Spread over 5 acres of land at Sehore in Madhya Pradesh: –
- Rural shopping malls will be open from 6 am to 9 pm.
- Features and facilities at these ITC malls can overshadow those in the metros. The ITC store sells everything that a rural consumer may ask for – sarees to kurta-pyjamas to shirts (in the range of Rs 99-500), footwear, groceries, electronic durable from TVs to microwaves, cosmetics and other accessories, farm consumption products like seeds, fertilisers, pumps, generators and even tractors, motorcycles and scooters.
- Banking and automated teller machines will be standard at the malls.
- Insurance products for farmers.
- Entertainment facilities, restaurants, public facilities and parking space will also be available.
- There is even a fuel pump in tie-up with BPCL and a cafeteria.
- Parking lot for 160 tractors.
- There will be a primary healthcare facility to be serviced by a private healthcare service provider.
- Information centres: The company will create the facility for providing online information on commodity rates and weather.
- Shopping malls will have a training facility on modern farm techniques.
- Farmers can come and log on to the Internet and check the pricing and sell their commodities.
- There will also be godowns for storing the wheat and soybean and also for stocking products retailed at the mall.
- The business model of Chaupal Sagar is linked closely with the E-chaupal initiative of ITC.
- Role of ITC is to create infrastructure such as space, computers, and building.
- ITC will charge a fee for the services and items sold at the mall.
E-Chaupal is the backbone of these rural malls.
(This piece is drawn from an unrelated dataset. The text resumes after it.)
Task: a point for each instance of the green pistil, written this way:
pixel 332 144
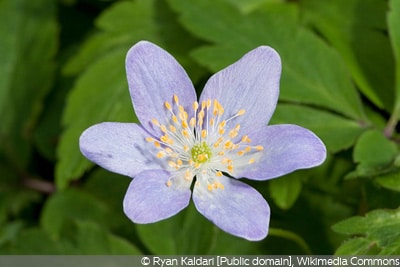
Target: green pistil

While the first layer (E-Chaupal) provides the farmers necessary information about weather and prices, this hypermarket initiative will provide them another platform to sell their produce and purchase necessary farm and household goods under the same roof.
The e-Choupal model required that ITC to make significant investments to create and maintain its own IT network in rural India and to identify and train a local farmer to manage each e-Choupal.
E-Choupal combines a Web portal in the local language and PCs with Internet access placed in the villages to create a two-way channel between ITC and the villagers. The project started with a pilot in June 2000 in Madhya Pradesh with Soybean farmers. Currently, it covers six states, and multiple commodities like prawns, cotton and coffee with 4000 Choupals.